Economia Brasileira e Impactos das Ações de Trump

Euclides Mance
29/03/2025

Apresentação realizada no Seminário 45 Anos do PT, Curitiba, PR, 29/03/2025 (pdf)


1. Governo Trump

  • mudança na estratégia dos Estados Unidos para enfrentar os BRICS e o declínio dos EUA como principal potência econômica global.
  • reorganizar os Circuitos Econômicos do Capital dentro dos Estados Unidos, de modo a recompor as cadeias produtivas no interior do país;
  • recuperar e atualizar a capacidade industrial em setores estratégicos, particularmente relacionados à alta tecnologia;
  • reduzir a dependência externa da economia norte-americana em diferentes setores.

2. Em paridade de poder de compra, o PIB dos BRICS ultrapassou a soma do PIB dos Estados Unidos e Área do Euro em 2013 e a soma do PIB dos Estados Unidos e União Europeia em 2020 

Evolução do PIB em Paridade de Poder de Compra (USD PPP) (2000-2023)

Fonte: Banco Mundial


3. O crescimento das exportações dos BRICS tem sido simultâneo ao crescimento do déficit da balança comercial dos Estados Unidos.

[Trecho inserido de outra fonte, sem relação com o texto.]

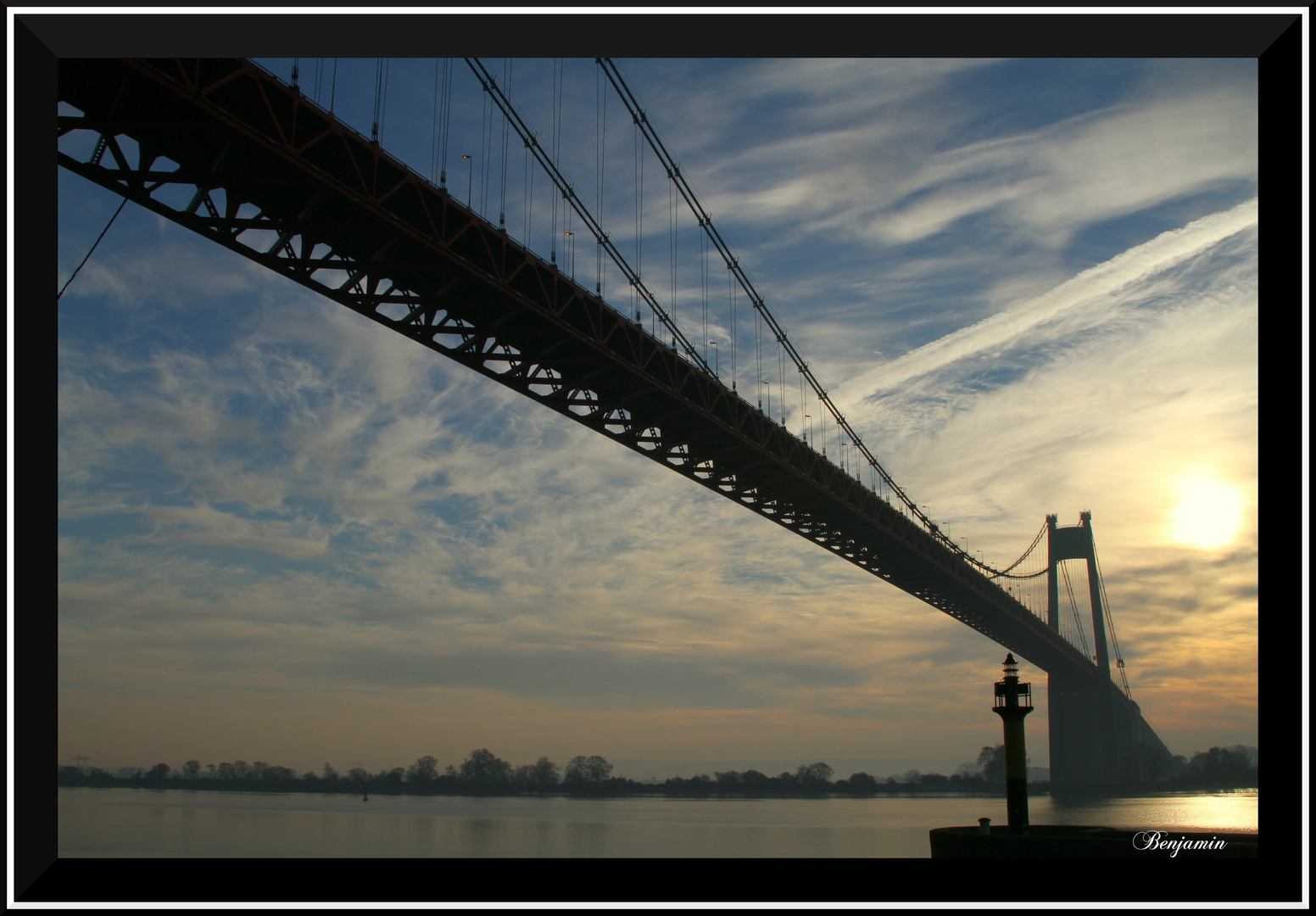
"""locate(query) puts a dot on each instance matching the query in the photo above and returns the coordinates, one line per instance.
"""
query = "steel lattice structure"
(346, 220)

Saldo da Balança Global de Transações Correntes em dólares – EUA, China e Rússia, 1970 a 2016


Fonte: Index Mundi

Balança Comercial EUA (2018)

  • Déficit de bens: US$ 878,7 bilhões (o mais alto já registrado)
  • Déficit de petróleo US$ 53,3 bilhões
  • Déficit de bens não petrolíferos US$ 825,4 bilhões (mais alto já registrado).

Exportações (2018)

  • Exportações de bens US$ 1,7 trilhão (as mais altas já registradas).
    • suprimentos e materiais industriais US$ 538,9 bilhões
    • bens de capital US$ 562,0 bilhões
    • bens de consumo US$ 205,9 bilhões
    • outros bens US$ 65,4 bilhões.
    • petróleo US$ 172,4 bilhões (as mais altas já registradas)

Importações (2018)

  • Bens US$ 2,5 trilhões (as mais altas já registradas)
  • bens de capital (US$ 693,3 bilhões)
  • bens de consumo (US$ 647,9 bilhões)
  • veículos automotores, peças e motores (US$ 372,3 bilhões);
  • alimentos, rações e bebidas (US$ 147,4 bilhões);
  • e outros bens (US$ 106,2 bilhões)

Destaques por Países (2018)

  • Déficit com a China US$ 419,2 bilhões (o mais alto já registrado)
  • Déficit com a União Europeia US$ 169,3 bilhões (o mais alto já registrado)
  • Déficit com o México US$ 81,5 bilhões (o mais alto já registrado)
  • Superávit com a América do Sul e Central US$ 41,5 bilhões (o mais alto já registrado)
  • Superávit com o Reino Unido US$ 5,4 bilhões (o mais alto já registrado).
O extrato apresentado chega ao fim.